Damián abrió la boca de asombro.
—No te lo dije, lo pensé.
—¿Ves que tengo razón? Lo pensaste con tanta intensidad que estabas seguro de que yo podría escucharte. Siempre estuvo dentro tuyo esta capacidad de creer. Con fe todo es posible.
—Eso no puede ser cierto —retrucó Damián—. Conozco gente enferma que cree que la fe lo puede curar y sin embargo no se cura.
—Dentro de la mente humana hay muchos caminos —respondió tranquilamente Juan Diego, empleando nuevamente ese tono que lo hacía parecer de mucha mayor edad—, y cada cosa tiene el suyo propio. Pero, básicamente, existen dos bien diferenciados que te ayudan en cualquier situación de la vida: el camino rápido y el camino lento. Ambos caminos son buenos pero no son igual de útiles. El rápido, por ejemplo, te sirve para aceptar la realidad, creer en existencia de la solución a tus problemas y finalmente, entregarte con la mente tranquila a tu suerte, o a la voluntad de un ser superior, que es prácticamente lo mismo. En cambio, el camino lento, el camino difícil, pesado, áspero, terriblemente repetitivo y hasta rutinario, es el camino que, además de hacerte creer en la solución, te da las herramientas para alcanzarla.

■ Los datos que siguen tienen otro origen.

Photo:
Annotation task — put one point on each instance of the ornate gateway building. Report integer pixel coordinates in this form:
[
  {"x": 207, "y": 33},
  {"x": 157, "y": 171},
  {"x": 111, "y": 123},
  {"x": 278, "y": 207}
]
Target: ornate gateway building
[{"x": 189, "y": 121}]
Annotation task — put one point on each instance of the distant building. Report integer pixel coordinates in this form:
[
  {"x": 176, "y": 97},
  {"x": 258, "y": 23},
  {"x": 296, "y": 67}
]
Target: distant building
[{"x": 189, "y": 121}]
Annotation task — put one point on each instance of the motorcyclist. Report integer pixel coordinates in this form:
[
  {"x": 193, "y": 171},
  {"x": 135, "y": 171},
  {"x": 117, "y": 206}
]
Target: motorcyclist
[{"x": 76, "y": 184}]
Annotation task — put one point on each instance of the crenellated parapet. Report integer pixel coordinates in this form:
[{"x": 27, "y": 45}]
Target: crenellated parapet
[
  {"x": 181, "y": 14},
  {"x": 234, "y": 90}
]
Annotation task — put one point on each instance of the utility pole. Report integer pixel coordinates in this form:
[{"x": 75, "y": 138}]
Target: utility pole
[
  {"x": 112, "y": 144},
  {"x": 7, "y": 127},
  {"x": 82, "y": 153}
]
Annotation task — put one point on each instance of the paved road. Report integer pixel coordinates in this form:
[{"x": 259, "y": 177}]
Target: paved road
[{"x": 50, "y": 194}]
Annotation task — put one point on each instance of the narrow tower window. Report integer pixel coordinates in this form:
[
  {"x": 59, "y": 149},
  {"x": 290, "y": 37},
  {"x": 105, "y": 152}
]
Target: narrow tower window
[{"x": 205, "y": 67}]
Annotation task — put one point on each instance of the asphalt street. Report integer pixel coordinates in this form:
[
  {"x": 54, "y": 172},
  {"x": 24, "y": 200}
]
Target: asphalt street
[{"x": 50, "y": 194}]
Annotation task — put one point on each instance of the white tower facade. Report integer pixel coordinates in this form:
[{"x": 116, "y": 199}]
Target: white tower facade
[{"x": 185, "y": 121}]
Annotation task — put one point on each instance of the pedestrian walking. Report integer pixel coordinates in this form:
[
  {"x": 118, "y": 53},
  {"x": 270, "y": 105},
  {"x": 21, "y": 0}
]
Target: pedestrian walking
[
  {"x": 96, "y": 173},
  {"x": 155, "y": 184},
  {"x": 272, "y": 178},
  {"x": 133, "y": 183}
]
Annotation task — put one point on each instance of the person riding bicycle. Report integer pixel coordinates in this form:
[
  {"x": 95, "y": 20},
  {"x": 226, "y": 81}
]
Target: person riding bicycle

—¿Pero cómo te curás de la nada, si uno no es médico ni sabe cómo funciona el cuerpo?
—No hace falta saber respirar para hacerlo. El cuerpo crece por sí mismo sin que uno esté conciente de cómo funciona. Eso sólo significa que el mecanismo de crecimiento está oculto en tu cuerpo, no que no existe. Si vos supieras como organizar a tus anticuerpos para atacar a la enfermedad cuánto más fácil sería curarte. Ese conocimiento se alcanza a través del camino lento. Y ese es el mejor camino.
—Suena inalcanzable —dijo Damián, moviendo una mano en un gesto de abatimiento.
—No es inalcanzable. Yo, hasta ahora, te he mostrado el camino rápido para que veas de lo que uno es capaz de hacer... pero también puedo enseñarte el lento. Hasta podríamos recorrerlo juntos...
—¿Y cómo es?
—Es un camino tortuoso, lleno de sacrificios y renuncias, donde uno tiene que encontrarse a sí mismo para, luego, poder volver a la sociedad ya transformado —con cada palabra que Juan Diego pronunciaba, Damián comprendía cada vez menos y se esforzaba por no perderle pisada en su discurso—. La personalidad lo es todo, y nadie tiene una personalidad auténtica si convive las veinticuatro horas con los amigos y la familia. Tarde o temprano uno asimila hábitos y modifica los propios, hasta amoldarse al medioambiente donde vive. De esa manera no podés llegar a ser vos mismo. Por eso es necesario renunciar a muchas cosas, entre ellas, a los amigos, para poder alcanzar una finalidad superior.
—¿Dejar a los amigos?
—No abandonarlos, claro. Pero sí alejarse de su influencia dañina lo suficiente como para que nada suyo se nos pegue e influya en nuestra personalidad.
—Pero uno se queda solo entonces.
Juan Diego dudó un momento, sin poder negar que lo que Damián decía era cierto. La prueba de ello era su propia soledad y aislamiento.
—No es fácil aceptar eso, lo sé. Yo mismo me siento feliz con tu compañía y no me gustaría que te alejaras, pero, llegado el momento, deberás hacerlo.
Damián no sabía qué decir. Se sentía maravillado por el viaje que había realizado, pero tantas ideas nuevas y descubrimientos lo mareaban. Sentía su cabeza pesada y no podía pensar con claridad.
—Son muchas cosas juntas, Damián. Y el camino lento, precisamente, requiere que vayamos despacio. No te voy a molestar más por hoy. Sólo te voy a proponer que te des la oportunidad de conocer este camino de descubrimientos y que luego decidas si deseas continuar adelante o volver a tu vida diaria normal.